Scientific classification
- Kingdom: Animalia
- Phylum: Chordata
- Class: Aves
- Order: Passeriformes
- Family: Thamnophilidae
- Genus: Cercomacra
- Species: C. carbonaria
- Binomial name: Cercomacra carbonaria Sclater, PL & Salvin, 1873

= Rio Branco antbird =

- Genus: Cercomacra
- Species: carbonaria
- Authority: Sclater, PL & Salvin, 1873
- Conservation status: VU

Species of bird

The Rio Branco antbird (Cercomacra carbonaria) is a Vulnerable bird species in subfamily Thamnophilinae of family Thamnophilidae, the "typical antbirds". It is found in Brazil and Guyana.
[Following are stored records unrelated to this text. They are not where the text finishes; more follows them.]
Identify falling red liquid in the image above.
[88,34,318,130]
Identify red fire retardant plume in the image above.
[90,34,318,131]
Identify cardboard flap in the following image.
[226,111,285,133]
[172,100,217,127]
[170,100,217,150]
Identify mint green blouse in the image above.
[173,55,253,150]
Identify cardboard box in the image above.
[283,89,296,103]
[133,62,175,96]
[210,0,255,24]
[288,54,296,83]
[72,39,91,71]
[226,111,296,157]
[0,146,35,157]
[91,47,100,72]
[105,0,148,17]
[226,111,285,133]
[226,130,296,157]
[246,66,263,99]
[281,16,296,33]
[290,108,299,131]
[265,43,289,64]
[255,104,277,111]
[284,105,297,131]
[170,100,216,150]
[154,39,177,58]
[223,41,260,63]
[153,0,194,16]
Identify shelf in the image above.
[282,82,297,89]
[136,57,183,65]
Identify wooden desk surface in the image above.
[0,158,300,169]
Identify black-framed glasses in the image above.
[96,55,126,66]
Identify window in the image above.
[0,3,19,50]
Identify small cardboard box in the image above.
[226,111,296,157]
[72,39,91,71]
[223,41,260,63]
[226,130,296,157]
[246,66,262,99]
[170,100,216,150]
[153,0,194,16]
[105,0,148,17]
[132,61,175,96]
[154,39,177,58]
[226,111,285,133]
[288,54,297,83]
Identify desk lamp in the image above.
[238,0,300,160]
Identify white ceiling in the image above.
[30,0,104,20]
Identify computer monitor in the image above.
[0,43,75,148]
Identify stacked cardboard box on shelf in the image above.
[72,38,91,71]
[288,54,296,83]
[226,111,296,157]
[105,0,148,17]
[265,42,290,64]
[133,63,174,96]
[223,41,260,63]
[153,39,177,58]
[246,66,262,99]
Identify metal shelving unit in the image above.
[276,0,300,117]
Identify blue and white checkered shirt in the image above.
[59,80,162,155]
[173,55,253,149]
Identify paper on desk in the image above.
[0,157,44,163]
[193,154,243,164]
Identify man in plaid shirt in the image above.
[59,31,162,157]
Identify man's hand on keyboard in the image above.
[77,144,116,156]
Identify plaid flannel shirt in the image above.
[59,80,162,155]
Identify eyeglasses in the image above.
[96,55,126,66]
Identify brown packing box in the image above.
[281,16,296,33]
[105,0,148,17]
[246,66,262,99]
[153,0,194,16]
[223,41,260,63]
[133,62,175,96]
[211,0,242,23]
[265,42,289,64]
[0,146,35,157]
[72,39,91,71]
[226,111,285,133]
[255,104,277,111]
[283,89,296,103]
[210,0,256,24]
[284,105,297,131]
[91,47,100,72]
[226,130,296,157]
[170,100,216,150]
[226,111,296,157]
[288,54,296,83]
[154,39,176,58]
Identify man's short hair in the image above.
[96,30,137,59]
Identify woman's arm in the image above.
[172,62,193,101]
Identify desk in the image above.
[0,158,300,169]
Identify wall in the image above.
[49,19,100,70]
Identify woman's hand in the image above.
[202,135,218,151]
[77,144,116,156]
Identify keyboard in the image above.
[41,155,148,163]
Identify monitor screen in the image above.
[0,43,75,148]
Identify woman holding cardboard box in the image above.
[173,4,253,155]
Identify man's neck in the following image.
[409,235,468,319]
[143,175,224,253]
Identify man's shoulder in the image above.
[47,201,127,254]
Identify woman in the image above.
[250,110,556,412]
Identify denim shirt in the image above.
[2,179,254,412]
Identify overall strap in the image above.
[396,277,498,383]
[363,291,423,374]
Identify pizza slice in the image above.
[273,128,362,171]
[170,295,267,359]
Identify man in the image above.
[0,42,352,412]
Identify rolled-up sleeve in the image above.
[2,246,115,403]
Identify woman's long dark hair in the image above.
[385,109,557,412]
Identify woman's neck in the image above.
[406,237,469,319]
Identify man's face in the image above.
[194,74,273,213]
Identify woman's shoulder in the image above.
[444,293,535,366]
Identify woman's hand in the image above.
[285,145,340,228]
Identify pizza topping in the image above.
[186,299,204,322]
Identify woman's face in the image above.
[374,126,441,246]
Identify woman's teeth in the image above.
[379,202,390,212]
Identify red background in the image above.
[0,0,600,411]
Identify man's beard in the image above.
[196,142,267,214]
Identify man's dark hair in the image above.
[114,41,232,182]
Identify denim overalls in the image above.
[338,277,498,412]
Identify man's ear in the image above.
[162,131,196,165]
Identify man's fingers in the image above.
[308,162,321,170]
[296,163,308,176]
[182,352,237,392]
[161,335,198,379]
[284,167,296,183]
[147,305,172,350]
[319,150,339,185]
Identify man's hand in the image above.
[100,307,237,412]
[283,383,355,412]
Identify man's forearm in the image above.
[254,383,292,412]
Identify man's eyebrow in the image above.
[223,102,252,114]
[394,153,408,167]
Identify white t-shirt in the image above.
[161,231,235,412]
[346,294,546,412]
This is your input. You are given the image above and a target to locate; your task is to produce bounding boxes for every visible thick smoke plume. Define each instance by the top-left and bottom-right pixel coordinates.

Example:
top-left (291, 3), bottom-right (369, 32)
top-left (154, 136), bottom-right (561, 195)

==Taxonomy and systematics==

The Rio Branco antbird was described by the English ornithologists Philip Sclater and Osbert Salvin in 1873 and given its current binomial name Cercomacra carbonaria. A 2014 study confirmed what had been earlier suggested, that the Rio Branco antbird and the Mato Grosso (C. melanaria), jet (C. nigricans), and Bananal (C. ferdinandi) antbirds form a clade within genus Cercomacra.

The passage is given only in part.